The final book in his Prydain series, "The High King," won the Newbery Medal from the American Library Association in 1969, being recognized as the best children's book of the year. Another book in the series, "The Black Cauldron," was named a runner-up for the medal in 1966, a status now known as a Newbery Honor Book.
His final novel, "The Golden Dream of Carlo Chuchio," is scheduled to be published by Holt in August. The publisher described it as an adventure in the tradition of Middle Eastern folk tales.
Alexander joined the Army at the start of World War II and got much of his training in Wales. His experiences in the area inspired many of his books.
He met Janine Denni, whom he married in 1946, while attending the University of Paris. She died two weeks before he did, Holt said in a statement.
He went to join his lady in the Summerland...who could be sad about that? And they were married the year I was born...goodness!
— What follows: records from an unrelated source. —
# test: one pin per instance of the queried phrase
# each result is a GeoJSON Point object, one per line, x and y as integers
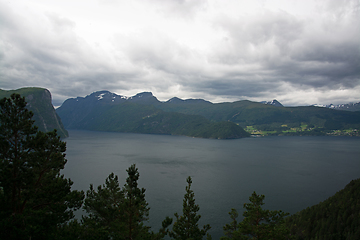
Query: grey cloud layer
{"type": "Point", "coordinates": [263, 56]}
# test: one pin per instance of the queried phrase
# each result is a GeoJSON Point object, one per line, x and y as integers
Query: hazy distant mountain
{"type": "Point", "coordinates": [274, 102]}
{"type": "Point", "coordinates": [106, 111]}
{"type": "Point", "coordinates": [347, 107]}
{"type": "Point", "coordinates": [97, 110]}
{"type": "Point", "coordinates": [39, 102]}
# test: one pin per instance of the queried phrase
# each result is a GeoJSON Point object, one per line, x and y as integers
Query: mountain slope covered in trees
{"type": "Point", "coordinates": [39, 102]}
{"type": "Point", "coordinates": [104, 111]}
{"type": "Point", "coordinates": [254, 117]}
{"type": "Point", "coordinates": [336, 218]}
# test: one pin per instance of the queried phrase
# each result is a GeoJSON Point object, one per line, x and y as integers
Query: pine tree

I never read his Prydein stuff until after I started writing my Keltiad stuff, and was interested to see how he made use of one of the same mines I worked myself: the Mabinogion, primarily, though he added a few bits and bobs from other sources.
I enjoyed it very much indeed, though I was rather possessively annoyed over his use of Gwydion (No! Prince of Don MINE!), which of course is totally silly, especially when Evangeline Walton, whom I did read before commencing Kelts, didn't annoy me with her Gwydion versioning in the slightest. Ah well.
Anyway, you did great, Lloyd. Diolch yn fawr! May your journey thrive!